The Order had long experience with coastal warning systems from its time in the eastern Mediterranean, where networks of towers had provided early notice of corsair attacks. Building and maintaining a new fortress city (Valletta) absorbed money, manpower, and political attention. The result was that, well into the late 1500s, the defence of the islands’ shores relied on an older, cheaper system of open watch posts, manned nightly by local militia. These could raise the alarm, but they could not deny access to the coast.
Events at the end of the century exposed the limits of this approach. In 1598, the sighting of a large Ottoman fleet off southern Sicily triggered a fresh round of alarm. More decisively, in 1614, an Ottoman force landed in southern Malta at St Thomas Bay and raided surrounding villages before being driven off. The episode demonstrated a structural weakness: Malta could be well defended at its core and still be strategically vulnerable at its edges.
The first response took the form of targeted capital investment. A tower was built in Gozo in 1605 overlooking the channel between Gozo and Comino. The more ambitious break with the past came soon after. Between 1610 and 1620, six large coastal towers were erected at key landing points around Malta and Gozo, including St Paul’s Bay (where the first stone was laid on the 10th of February 1610), Marsaxlokk, St Thomas Bay and Comino. These were not modest lookouts as Malta had seen in the past but they were substantial stone structures, square in plan, with corner turrets shaped to allow flanking fire along their walls, and platforms capable of mounting heavy guns.
In functional terms, these towers were closer to small forts than to sentry posts. They were designed to dominate the shoreline, to complicate any attempt at landing, and to hold out long enough for a response force to be assembled. Their value was quickly demonstrated when one of them helped block an Ottoman landing attempt in 1614. Over time, some were reinforced further, with additional batteries and structural upgrades, showing how the initial investment created fixed points that later planners could build upon.

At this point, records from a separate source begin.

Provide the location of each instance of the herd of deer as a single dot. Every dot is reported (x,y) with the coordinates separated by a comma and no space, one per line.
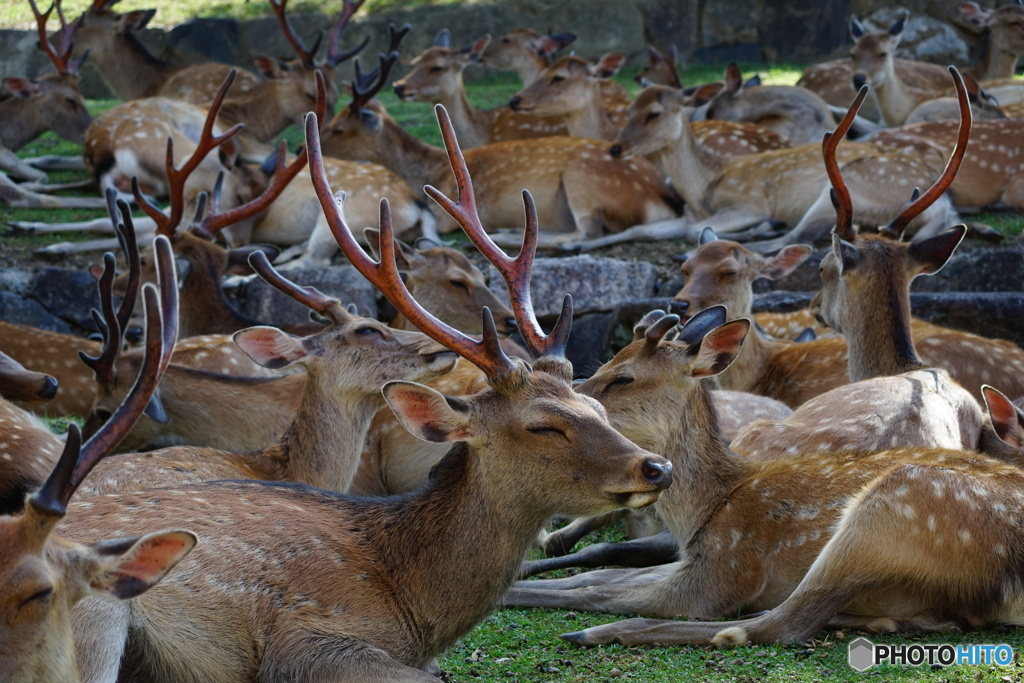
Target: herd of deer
(296,504)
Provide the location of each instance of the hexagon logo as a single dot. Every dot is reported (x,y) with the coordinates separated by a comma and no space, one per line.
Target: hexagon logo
(861,654)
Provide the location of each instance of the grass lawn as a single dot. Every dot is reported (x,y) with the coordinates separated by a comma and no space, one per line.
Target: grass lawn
(522,645)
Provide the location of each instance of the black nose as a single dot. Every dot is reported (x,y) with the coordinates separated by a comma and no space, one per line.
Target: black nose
(658,472)
(49,389)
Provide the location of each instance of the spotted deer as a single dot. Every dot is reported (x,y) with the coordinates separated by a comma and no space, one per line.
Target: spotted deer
(436,78)
(797,114)
(730,195)
(43,574)
(757,536)
(580,189)
(553,450)
(50,102)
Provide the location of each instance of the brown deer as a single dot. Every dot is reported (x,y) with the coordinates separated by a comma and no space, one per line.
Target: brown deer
(553,452)
(50,102)
(580,188)
(797,114)
(43,574)
(436,78)
(729,195)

Yet this model had a cost problem. Large towers required money to build and troops to man. By the mid 17th century, the Order began to favour a different solution: smaller, cheaper towers intended primarily for surveillance. A new generation of watchtowers was built along the coast, compact in size, simple in layout, and designed for a small permanent guard. Access was deliberately awkward, usually by ladder or rope, reinforcing their role as observation posts rather than fighting positions.
This was not a complete abandonment of heavy structures. Where the geography demanded it, the Order still reverted to the large-tower model, most notably with the construction of a major tower at Mellieħa to cover a strategically important bay. But the broader policy direction was clear. The priority was to extend coverage along the coastline, even if that meant accepting lighter, less heavily armed positions.
The next phase refined this compromise. A further series of towers was built rapidly in the late 1650s, this time with improved construction that allowed at least some artillery to be mounted. Structurally, these towers were stronger than their immediate predecessors, using stone vaulting rather than timber roofs. The intention was to combine density of coverage with a minimum credible level of firepower.
At the same time, the system was institutionalised. The towers were no longer ad hoc militia posts but part of a permanent network, manned year-round by paid guards and equipped at public expense. Each site had a small professional crew and basic armament, replacing an older system that relied on hundreds of peasants taking turns at night watch.
By the late 18th century, the Maltese islands were ringed by roughly twenty coastal towers forming a connected defensive screen. This did not replace the great fortresses of the Grand Harbour, but it complemented them. The harbour remained the strategic core. The towers provided time, warning, and friction at the periphery.